The proportional representation (PR) system may also be considered. While there are many complex variations of this system, the simplest is the List PR system, which is also the most widely practised around the world. Under this system, political parties present a list of candidates to the electorate in each multi-member district. Voters vote for a party, which gets seats in proportion to its share in the overall votes polled in the district. Wining candidates are taken in order of their position on the PR list for the district.

If the PR system is employed on the result of the 2013 elections and provinces are considered a single district with the existing 272 general, 60 women reserved and 10 minority reserved, the PML-N would have 131 National Assembly seats including 105 general, 22 women and four minority reserved; PTI 69 seats including 55 general, 12 women and two minority reserved; PPPP 62 seats including 49 general, 11 women and two minority reserved; MQM 22 seats including 17 general, four women and one minority reserved; JUI-F 15 seats including 11 general, three women and one minority reserved; PML 12 seats including 10 general and two women reserved; PML-F 10 seats including eight general and two women reserved; JI eight seats including seven general and one women reserved; ANP four seats including three general and one women reserved; PkMAP three seats including two general and one women reserved; and QWP, NPP, AJIP, AMLP, BNP and PML-Z one general seat each.

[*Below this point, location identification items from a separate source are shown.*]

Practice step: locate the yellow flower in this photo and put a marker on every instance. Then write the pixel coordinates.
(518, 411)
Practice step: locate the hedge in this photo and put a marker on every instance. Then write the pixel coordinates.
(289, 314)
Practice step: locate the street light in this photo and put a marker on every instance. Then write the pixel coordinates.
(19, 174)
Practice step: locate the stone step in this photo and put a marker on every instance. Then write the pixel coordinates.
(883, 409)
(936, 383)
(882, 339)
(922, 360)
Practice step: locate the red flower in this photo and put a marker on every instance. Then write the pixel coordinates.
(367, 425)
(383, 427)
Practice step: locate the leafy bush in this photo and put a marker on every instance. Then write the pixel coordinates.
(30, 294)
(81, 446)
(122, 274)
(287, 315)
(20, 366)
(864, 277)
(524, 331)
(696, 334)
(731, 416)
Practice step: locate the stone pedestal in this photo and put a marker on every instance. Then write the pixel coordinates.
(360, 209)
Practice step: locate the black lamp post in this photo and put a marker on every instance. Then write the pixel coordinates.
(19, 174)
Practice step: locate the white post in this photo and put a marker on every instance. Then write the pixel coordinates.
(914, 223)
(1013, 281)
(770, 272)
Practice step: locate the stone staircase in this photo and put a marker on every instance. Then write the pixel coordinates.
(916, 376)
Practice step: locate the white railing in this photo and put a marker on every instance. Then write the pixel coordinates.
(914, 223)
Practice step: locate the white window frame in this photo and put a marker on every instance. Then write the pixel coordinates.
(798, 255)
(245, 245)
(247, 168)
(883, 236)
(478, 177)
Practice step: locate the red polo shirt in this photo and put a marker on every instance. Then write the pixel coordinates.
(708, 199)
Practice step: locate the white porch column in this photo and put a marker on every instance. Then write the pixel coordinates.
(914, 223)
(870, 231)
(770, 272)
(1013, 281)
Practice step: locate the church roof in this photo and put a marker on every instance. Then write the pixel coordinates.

This clearly establishes that the actual public support of political parties is greater than what gets through FPTP. However, there are questions about the efficacy of the PR system including its ability to allow smaller parties to play a crucial role in government formation and functioning, at times holding majority parties hostage to their terms.

Nevertheless the parliamentary electoral reforms committee should ensure that its legislative recommendations address the question of representation. Fair and equitable, if not proportionate, representative political diversity must be the guiding principle.

The writer works with the Free and Fair Election Network.